Nel suo duplice aspetto, la mia analisi tenderà, da una parte, a porre in rilievo che l’eccessiva severità mostrata da Popper nei confronti della dialettica non appare del tutto giustificata razionalmente sulla base del metodo falsificazionista a cui egli si ispira: poiché, tale severità, che riposa sostanzialmente sulla rigida prescrizione che le contraddizioni vengano eliminate senza esitazioni, contrasta in modo stridente con la "liberalità metodologica" professata dallo stesso Popper in quasi tutti gli altri suoi scritti. D’altra parte, si vedrà come certe obiezioni di fondo, sollevate contro la concezione falsificazionista finiscano col mettere in crisi le argomentazioni di cui Popper si serve per confutare le posizioni dialettiche.

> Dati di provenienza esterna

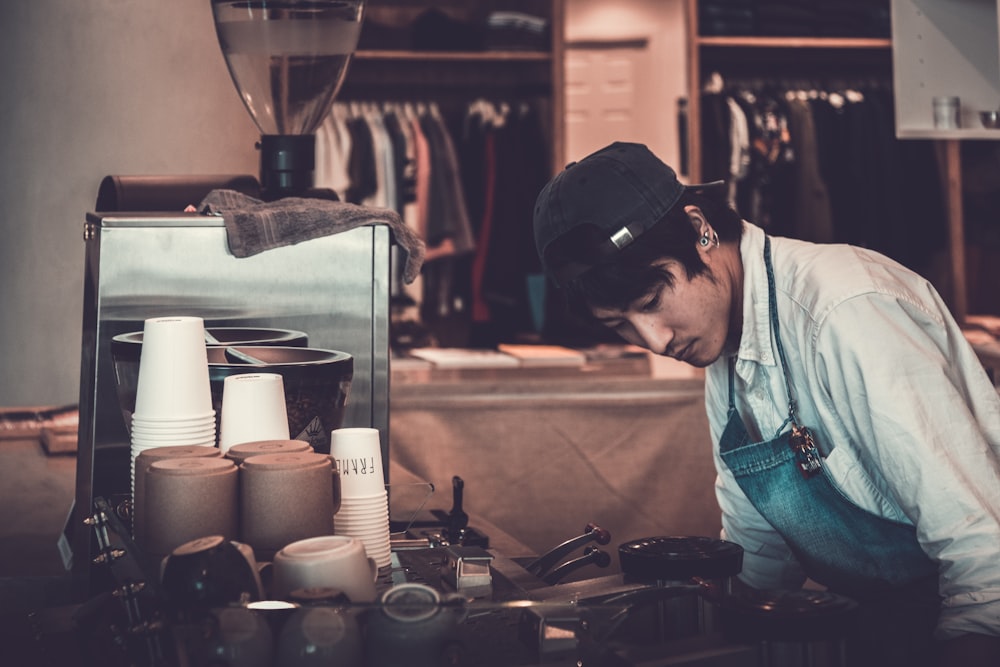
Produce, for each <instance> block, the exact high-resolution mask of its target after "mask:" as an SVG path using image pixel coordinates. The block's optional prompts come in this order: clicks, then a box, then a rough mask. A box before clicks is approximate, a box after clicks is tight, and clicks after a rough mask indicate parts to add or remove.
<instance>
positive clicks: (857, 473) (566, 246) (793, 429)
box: [534, 143, 1000, 667]
mask: <svg viewBox="0 0 1000 667" xmlns="http://www.w3.org/2000/svg"><path fill="white" fill-rule="evenodd" d="M720 185H721V184H709V185H699V186H684V185H682V184H681V183H680V182H679V181H678V179H677V177H676V174H675V173H674V171H673V170H672V169H671V168H670V167H668V166H667V165H665V164H664V163H663V162H661V161H660V160H659V159H658V158H656V157H655V156H654V155H653V154H652V153H651V152H650V151H649V150H648V149H647V148H646V147H644V146H641V145H638V144H628V143H614V144H612V145H610V146H608V147H606V148H604V149H602V150H600V151H597V152H595V153H593V154H592V155H590V156H588V157H586V158H585V159H583V160H581V161H580V162H577V163H573V164H571V165H569V166H568V167H567V168H566V169H565V170H564V171H563V172H562V173H560V174H559V175H557V176H556V177H555V178H554V179H553V180H552V181H550V182H549V183H548V184H547V185H546V186H545V188H544V189H543V190H542V192H541V193H540V194H539V196H538V200H537V203H536V206H535V212H534V227H535V240H536V245H537V250H538V253H539V256H540V257H541V260H542V263H543V266H544V267H545V270H546V273H547V274H548V275H549V277H550V278H551V279H552V280H554V281H555V282H556V284H557V285H558V286H560V287H561V288H563V291H564V292H565V294H566V297H567V299H568V300H569V304H570V307H571V308H572V309H573V310H574V311H575V312H577V313H578V314H581V315H584V316H586V317H589V318H592V319H594V320H596V321H598V322H600V323H603V324H604V325H605V326H607V327H610V328H611V329H613V330H614V331H616V332H617V333H618V334H619V335H620V336H621V337H622V338H623V339H625V340H626V341H627V342H629V343H634V344H636V345H639V346H642V347H644V348H647V349H649V350H651V351H652V352H654V353H656V354H662V355H667V356H670V357H674V358H676V359H679V360H681V361H684V362H687V363H689V364H691V365H694V366H698V367H704V368H705V369H706V384H705V393H706V407H707V410H708V417H709V424H710V427H711V432H712V433H711V434H712V440H713V442H715V443H716V445H715V448H714V453H715V463H716V468H717V471H718V480H717V484H716V487H717V497H718V500H719V505H720V507H721V509H722V524H723V533H724V535H723V536H724V537H725V538H726V539H727V540H730V541H733V542H736V543H737V544H740V545H741V546H742V547H743V548H744V550H745V555H744V567H743V572H742V573H741V575H740V577H741V579H742V581H743V582H745V583H746V584H748V585H750V586H753V587H755V588H765V589H775V588H797V587H800V586H801V585H802V584H803V583H804V581H805V580H806V579H807V578H808V579H810V580H812V581H814V582H816V583H818V584H821V585H823V586H826V587H828V588H829V590H831V591H833V592H837V593H841V594H843V595H847V596H850V597H852V598H854V599H856V600H857V601H858V602H859V603H860V605H861V609H862V623H861V628H862V632H861V633H860V634H859V636H858V637H856V638H854V639H853V640H852V644H851V646H852V651H853V653H852V657H851V662H850V664H851V665H857V664H872V665H876V664H877V665H882V666H885V665H906V666H907V667H913V665H922V664H928V665H931V664H937V665H964V666H966V667H968V666H969V665H993V666H994V667H995V666H996V665H1000V399H998V395H997V392H996V390H995V389H994V387H993V385H992V384H991V382H990V381H989V378H988V377H987V375H986V373H985V371H984V370H983V368H982V366H981V365H980V363H979V361H978V359H977V358H976V356H975V354H974V352H973V351H972V349H971V347H970V346H969V345H968V343H967V342H966V340H965V338H964V336H963V334H962V332H961V330H960V328H959V327H958V325H957V324H956V322H955V321H954V319H953V318H952V317H951V315H950V314H949V312H948V309H947V307H946V306H945V304H944V303H943V302H942V300H941V298H940V297H939V295H938V294H937V293H936V291H935V290H934V288H933V287H932V286H931V285H930V284H929V283H928V282H927V281H926V280H924V279H923V278H921V277H920V276H918V275H916V274H915V273H913V272H911V271H909V270H908V269H906V268H904V267H903V266H901V265H899V264H897V263H896V262H894V261H892V260H890V259H888V258H886V257H884V256H882V255H880V254H878V253H875V252H872V251H868V250H864V249H861V248H855V247H851V246H846V245H832V244H829V245H822V244H812V243H806V242H802V241H797V240H793V239H785V238H777V237H770V236H768V235H767V234H766V233H765V232H764V230H763V229H761V228H759V227H757V226H755V225H754V224H752V223H751V222H747V221H743V220H741V219H740V217H739V215H738V214H737V213H736V212H735V211H733V210H732V209H731V208H729V207H728V206H727V205H726V204H725V203H723V201H722V198H721V197H719V196H718V191H719V190H721V188H720V187H719V186H720Z"/></svg>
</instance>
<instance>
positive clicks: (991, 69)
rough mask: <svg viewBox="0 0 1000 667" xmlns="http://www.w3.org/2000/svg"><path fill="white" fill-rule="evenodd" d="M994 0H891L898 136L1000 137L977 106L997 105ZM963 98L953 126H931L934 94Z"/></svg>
mask: <svg viewBox="0 0 1000 667" xmlns="http://www.w3.org/2000/svg"><path fill="white" fill-rule="evenodd" d="M997 4H998V2H997V0H893V2H892V58H893V86H894V92H895V96H896V136H897V137H899V138H900V139H928V138H931V139H1000V130H996V129H988V128H984V127H983V126H982V123H981V122H980V119H979V111H981V110H991V109H998V108H1000V40H998V19H997ZM939 95H948V96H955V97H958V98H959V99H960V102H961V123H960V127H959V128H957V129H947V130H942V129H936V128H935V127H934V114H933V99H934V97H936V96H939Z"/></svg>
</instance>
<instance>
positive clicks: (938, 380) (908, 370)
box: [815, 294, 1000, 637]
mask: <svg viewBox="0 0 1000 667" xmlns="http://www.w3.org/2000/svg"><path fill="white" fill-rule="evenodd" d="M937 308H943V306H938V305H937V303H936V301H935V300H934V299H932V298H930V297H928V300H921V298H920V297H918V296H914V295H908V294H893V295H889V294H865V295H862V296H858V297H854V298H851V299H848V300H846V301H844V302H842V303H841V304H839V305H838V306H837V307H836V308H835V309H833V311H832V312H831V313H830V314H829V315H828V316H827V317H826V318H825V319H824V321H823V322H822V323H821V326H820V327H819V329H818V336H817V339H816V356H815V362H816V369H815V371H816V373H817V374H818V375H819V376H820V378H821V381H822V383H823V384H824V385H825V386H827V387H828V388H829V396H828V398H827V400H829V401H830V402H831V405H830V407H831V409H832V410H834V411H835V412H836V414H837V415H838V417H839V419H840V420H842V424H843V426H844V428H845V429H846V430H847V431H848V432H850V433H851V434H852V442H851V443H850V446H852V447H854V448H855V449H856V450H857V452H856V454H857V457H858V460H859V461H860V462H861V464H862V465H863V466H864V467H865V468H866V469H867V470H868V471H869V473H870V474H871V475H872V477H873V478H875V479H880V480H882V481H883V482H884V487H885V491H886V492H887V493H888V494H889V495H890V496H891V497H892V498H893V500H894V501H895V502H896V503H897V504H898V506H899V508H900V509H901V510H902V512H903V513H904V514H905V515H906V517H907V518H908V519H909V520H910V521H911V522H912V523H913V524H914V525H915V526H916V530H917V539H918V540H919V542H920V545H921V548H922V549H923V550H924V552H925V553H926V554H928V556H930V557H931V558H933V559H935V560H936V561H938V562H939V564H940V583H939V587H940V593H941V595H942V597H943V609H942V615H941V619H940V621H939V625H938V634H939V635H940V636H942V637H947V636H954V635H957V634H962V633H966V632H978V633H985V634H993V635H1000V463H998V457H997V452H996V447H997V442H998V441H997V436H998V434H997V433H996V430H995V429H996V428H997V426H996V425H997V424H998V423H1000V422H998V417H997V411H998V407H997V405H998V401H997V395H996V391H995V389H994V388H993V386H992V385H991V384H990V383H989V381H988V379H987V378H986V375H985V371H983V369H982V367H981V365H980V364H979V363H978V360H977V359H976V357H975V354H974V353H973V352H972V350H971V348H970V347H969V345H968V344H967V342H966V341H965V339H964V336H963V335H962V333H961V331H960V329H959V328H958V327H957V326H956V325H954V323H953V322H951V320H950V318H945V317H942V316H941V315H940V310H938V309H937ZM989 429H994V431H993V432H992V433H990V432H989ZM838 446H840V443H838Z"/></svg>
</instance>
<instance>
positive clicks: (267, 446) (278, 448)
mask: <svg viewBox="0 0 1000 667" xmlns="http://www.w3.org/2000/svg"><path fill="white" fill-rule="evenodd" d="M311 451H312V447H311V446H310V445H309V443H308V442H306V441H305V440H258V441H256V442H245V443H242V444H239V445H233V446H232V447H230V448H229V449H227V450H226V457H227V458H230V459H232V460H233V461H236V463H243V462H244V461H246V460H247V459H248V458H250V457H251V456H260V455H261V454H289V453H295V452H311Z"/></svg>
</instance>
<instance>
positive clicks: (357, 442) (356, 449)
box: [330, 428, 390, 567]
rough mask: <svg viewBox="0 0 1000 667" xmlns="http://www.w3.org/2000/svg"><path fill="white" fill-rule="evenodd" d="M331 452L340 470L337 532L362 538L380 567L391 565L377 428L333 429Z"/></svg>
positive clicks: (382, 479) (378, 434)
mask: <svg viewBox="0 0 1000 667" xmlns="http://www.w3.org/2000/svg"><path fill="white" fill-rule="evenodd" d="M330 456H331V457H332V458H333V459H334V461H335V462H336V464H337V466H338V468H339V470H340V492H341V502H340V510H339V511H338V512H337V514H336V516H335V518H334V524H333V526H334V532H335V533H336V534H337V535H350V536H352V537H356V538H358V539H360V540H361V541H362V542H363V543H364V545H365V551H366V552H367V553H368V557H369V558H371V559H373V560H374V561H375V563H376V564H377V565H378V567H385V566H387V565H389V563H390V546H389V502H388V494H387V493H386V489H385V475H384V474H383V472H382V447H381V444H380V440H379V432H378V429H374V428H340V429H336V430H334V431H333V432H332V433H331V437H330Z"/></svg>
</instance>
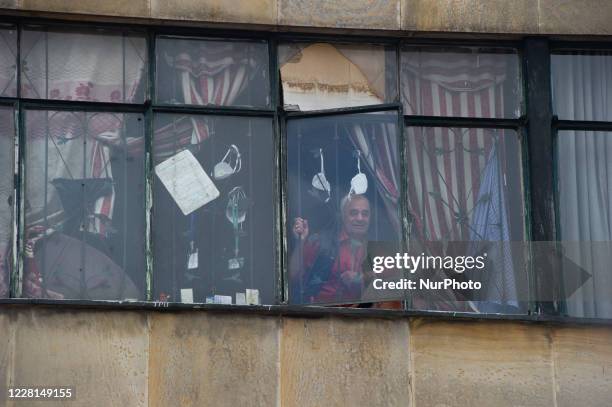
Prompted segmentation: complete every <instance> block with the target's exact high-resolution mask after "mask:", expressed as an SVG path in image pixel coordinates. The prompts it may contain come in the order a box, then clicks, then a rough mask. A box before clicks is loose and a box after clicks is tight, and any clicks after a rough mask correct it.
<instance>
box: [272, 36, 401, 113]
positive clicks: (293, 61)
mask: <svg viewBox="0 0 612 407" xmlns="http://www.w3.org/2000/svg"><path fill="white" fill-rule="evenodd" d="M278 53H279V61H278V63H279V69H280V76H281V80H282V90H283V101H284V104H285V108H286V109H287V110H302V111H305V110H321V109H332V108H343V107H351V106H363V105H376V104H380V103H385V102H394V101H395V100H396V97H397V68H396V67H397V62H396V57H395V49H394V47H388V46H383V45H368V44H337V43H334V44H331V43H286V44H282V45H280V46H279V50H278Z"/></svg>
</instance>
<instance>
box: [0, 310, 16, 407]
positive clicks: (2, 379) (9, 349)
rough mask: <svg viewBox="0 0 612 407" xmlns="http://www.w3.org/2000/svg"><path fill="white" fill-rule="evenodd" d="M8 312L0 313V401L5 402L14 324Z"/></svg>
mask: <svg viewBox="0 0 612 407" xmlns="http://www.w3.org/2000/svg"><path fill="white" fill-rule="evenodd" d="M12 319H14V317H12V313H11V312H10V311H9V310H6V309H4V310H1V311H0V400H6V396H7V394H6V389H7V387H8V386H9V383H10V375H11V370H12V364H13V350H14V347H15V340H14V339H15V330H14V328H15V324H14V321H13V320H12Z"/></svg>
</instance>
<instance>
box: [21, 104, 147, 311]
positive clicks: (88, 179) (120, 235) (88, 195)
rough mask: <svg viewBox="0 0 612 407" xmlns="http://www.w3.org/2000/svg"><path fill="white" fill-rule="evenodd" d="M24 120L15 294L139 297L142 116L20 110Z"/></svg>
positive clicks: (140, 230) (133, 115) (141, 241)
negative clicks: (18, 269) (23, 142)
mask: <svg viewBox="0 0 612 407" xmlns="http://www.w3.org/2000/svg"><path fill="white" fill-rule="evenodd" d="M25 119H26V122H25V125H26V146H25V148H26V168H25V172H26V179H25V182H26V192H25V224H26V230H25V245H26V249H25V259H24V265H25V266H24V278H23V290H22V292H23V295H24V296H25V297H38V298H53V299H91V300H129V299H142V298H143V293H144V269H145V262H144V244H145V239H144V233H145V227H144V219H145V218H144V179H145V176H144V131H143V128H144V125H143V123H144V121H143V117H142V115H139V114H121V113H85V112H64V111H27V112H26V117H25Z"/></svg>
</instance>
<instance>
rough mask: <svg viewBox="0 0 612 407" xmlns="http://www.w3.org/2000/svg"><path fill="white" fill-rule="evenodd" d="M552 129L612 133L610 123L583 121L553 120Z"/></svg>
mask: <svg viewBox="0 0 612 407" xmlns="http://www.w3.org/2000/svg"><path fill="white" fill-rule="evenodd" d="M553 129H554V130H558V131H562V130H583V131H612V122H601V121H585V120H558V119H556V118H554V119H553Z"/></svg>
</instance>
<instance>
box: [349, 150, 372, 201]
mask: <svg viewBox="0 0 612 407" xmlns="http://www.w3.org/2000/svg"><path fill="white" fill-rule="evenodd" d="M367 190H368V178H367V177H366V175H365V174H364V173H363V172H361V151H357V174H356V175H355V176H354V177H353V179H351V190H350V191H349V195H363V194H365V193H366V191H367Z"/></svg>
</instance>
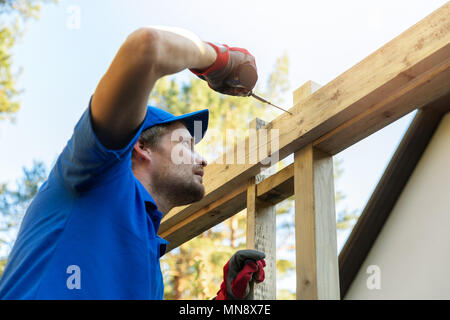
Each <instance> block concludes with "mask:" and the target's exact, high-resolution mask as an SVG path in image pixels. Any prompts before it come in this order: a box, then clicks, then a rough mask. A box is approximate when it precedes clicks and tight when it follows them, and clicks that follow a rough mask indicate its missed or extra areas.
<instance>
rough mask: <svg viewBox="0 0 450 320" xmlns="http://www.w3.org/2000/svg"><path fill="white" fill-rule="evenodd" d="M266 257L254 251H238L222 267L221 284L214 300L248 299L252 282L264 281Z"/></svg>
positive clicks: (265, 264)
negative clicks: (222, 272)
mask: <svg viewBox="0 0 450 320" xmlns="http://www.w3.org/2000/svg"><path fill="white" fill-rule="evenodd" d="M265 257H266V255H265V254H264V253H263V252H260V251H256V250H239V251H237V252H236V253H235V254H234V255H233V256H232V257H231V259H230V260H229V261H228V262H227V264H226V265H225V266H224V267H223V282H222V284H221V285H220V290H219V291H218V292H217V297H216V298H215V299H216V300H245V299H247V298H248V297H249V295H250V292H251V288H252V287H253V286H252V285H251V283H252V282H257V283H259V282H262V281H264V278H265V274H264V267H265V266H266V262H265V261H264V258H265Z"/></svg>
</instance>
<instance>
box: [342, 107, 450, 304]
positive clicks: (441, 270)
mask: <svg viewBox="0 0 450 320" xmlns="http://www.w3.org/2000/svg"><path fill="white" fill-rule="evenodd" d="M345 299H450V113H448V114H447V115H446V116H445V117H444V118H443V119H442V121H441V123H440V125H439V127H438V129H437V131H436V132H435V134H434V136H433V138H432V139H431V141H430V144H429V145H428V147H427V149H426V150H425V152H424V154H423V156H422V158H421V159H420V161H419V163H418V164H417V167H416V168H415V170H414V172H413V174H412V175H411V177H410V179H409V181H408V183H407V184H406V186H405V188H404V190H403V192H402V194H401V196H400V197H399V199H398V201H397V203H396V205H395V206H394V209H393V211H392V213H391V214H390V216H389V218H388V219H387V221H386V223H385V225H384V226H383V229H382V230H381V232H380V234H379V235H378V238H377V240H376V241H375V243H374V245H373V247H372V249H371V250H370V252H369V254H368V256H367V258H366V260H365V261H364V263H363V265H362V267H361V269H360V270H359V272H358V274H357V276H356V278H355V279H354V281H353V283H352V284H351V286H350V288H349V290H348V292H347V294H346V296H345Z"/></svg>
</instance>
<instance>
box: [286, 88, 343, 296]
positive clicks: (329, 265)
mask: <svg viewBox="0 0 450 320" xmlns="http://www.w3.org/2000/svg"><path fill="white" fill-rule="evenodd" d="M312 84H313V83H312V82H311V81H309V82H307V83H306V84H305V85H303V86H302V87H301V88H300V89H298V90H297V91H296V92H294V104H296V103H298V102H299V101H301V99H304V98H305V97H306V95H307V94H310V93H311V91H312V89H313V86H312ZM294 191H295V243H296V272H297V299H339V270H338V256H337V236H336V212H335V204H334V174H333V158H332V156H331V155H329V154H326V153H325V152H322V151H320V150H317V149H315V148H314V147H313V146H312V145H308V146H305V147H304V148H303V149H301V150H299V151H297V152H296V153H295V154H294Z"/></svg>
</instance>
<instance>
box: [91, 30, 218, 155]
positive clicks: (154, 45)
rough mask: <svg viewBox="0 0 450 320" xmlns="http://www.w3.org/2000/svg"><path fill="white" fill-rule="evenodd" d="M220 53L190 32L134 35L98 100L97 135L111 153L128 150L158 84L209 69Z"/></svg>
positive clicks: (145, 32) (138, 31)
mask: <svg viewBox="0 0 450 320" xmlns="http://www.w3.org/2000/svg"><path fill="white" fill-rule="evenodd" d="M215 59H216V52H215V51H214V49H213V48H211V47H210V46H209V45H208V44H206V43H204V42H203V41H200V39H199V38H198V37H197V36H195V35H193V34H192V33H190V32H187V31H184V30H181V29H174V28H167V27H144V28H140V29H138V30H136V31H134V32H133V33H131V34H130V35H129V36H128V37H127V40H126V41H125V42H124V43H123V45H122V46H121V48H120V49H119V51H118V52H117V54H116V56H115V57H114V60H113V62H112V63H111V65H110V67H109V68H108V71H107V72H106V73H105V75H104V76H103V77H102V79H101V80H100V82H99V84H98V86H97V88H96V90H95V93H94V97H93V100H92V109H91V111H92V119H93V126H94V130H95V133H96V134H97V136H98V138H99V139H100V141H101V142H102V143H103V144H104V145H105V146H107V147H109V148H117V149H118V148H121V147H123V146H125V145H126V144H127V143H128V141H129V139H130V138H131V137H132V136H133V134H134V132H135V129H136V128H137V127H138V126H139V124H141V123H142V121H143V119H144V117H145V114H146V111H147V102H148V97H149V95H150V92H151V90H152V88H153V85H154V84H155V82H156V81H157V80H158V79H159V78H161V77H163V76H165V75H168V74H173V73H176V72H179V71H182V70H184V69H187V68H198V69H202V68H207V67H208V66H210V65H211V64H213V63H214V61H215Z"/></svg>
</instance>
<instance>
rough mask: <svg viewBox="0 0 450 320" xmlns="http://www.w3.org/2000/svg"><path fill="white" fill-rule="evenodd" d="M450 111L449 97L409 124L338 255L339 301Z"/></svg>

Riguardo al primo aspetto, si può dire che il precetto popperiano abbia origine da un indebito trasferimento del principio di non-contraddizione dal campo della logica pura a quello della metodologia della scienza. Infatti, mentre su un piano meramente logico, la contraddizione tra due enunciati è indice certo della falsità di almeno uno di quegli enunciati, altrettanto non si può dire con riferimento all’attività scientifica, dove la contraddizione tra dati empirici (asserzioni singolari di osservazione) e teorie (asserzioni universali) non implica una conclusione così netta. Essa rivela piuttosto una tensione, una inadeguatezza, che non coinvolge soltanto la teoria e le osservazioni in oggetto, bensì l’intero sistema scientifico in cui questi sono inseriti.

Riguardo al secondo aspetto, si esaminerà il cosiddetto “problema della base empirica”, che verrà usato come filo conduttore per addentrarsi nelle posizioni di alcuni autori (Hanson, Kuhn, Feyerabend e Lakatos), con particolare attenzione alla possibilità di descrivere i fatti della scienza tramite un linguaggio osservativo che non implichi teorie.

Soprattutto dalle tesi di Lakatos si possono - a mio avviso - ricavare degli spunti interessanti da opporre alle posizioni anti-dialettche popperiane. Il più importante di essi è costituito dall’osservazione che il falsificazionismo di Popper, anche nella sua versione più aperta (che non è certo quella a cui si ispira la critica alla dialettica), non riesce a render conto dell’effettivo agire degli scienziati. La storia della scienza sarebbe infatti per Lakatos (come pure per Kuhn e per Feyerabend) il banco di prova di una qualsiasi metodologia, tanto che questa dovrebbe essere abbandonata qualora prospettasse dei comportamenti che non vengono riscontrati nella storia stessa.

Resta ancora da vedere fino a che punto tale tesi sia sostenibile o, detto in altri termini, fino a che punto una metodologia sia assimilabile a una teoria scientifica, e quindi soggetta ad essere falsificata da comportamenti in contrasto con essa.

Ciò costituirà l’argomento dell’ultimo capitolo, in cui si esaminerà la richiesta popperiana di considerare le metodologie come norme stabilite convenzionalmente, e non come teorie empiriche da sottoporre alla prova dei fatti.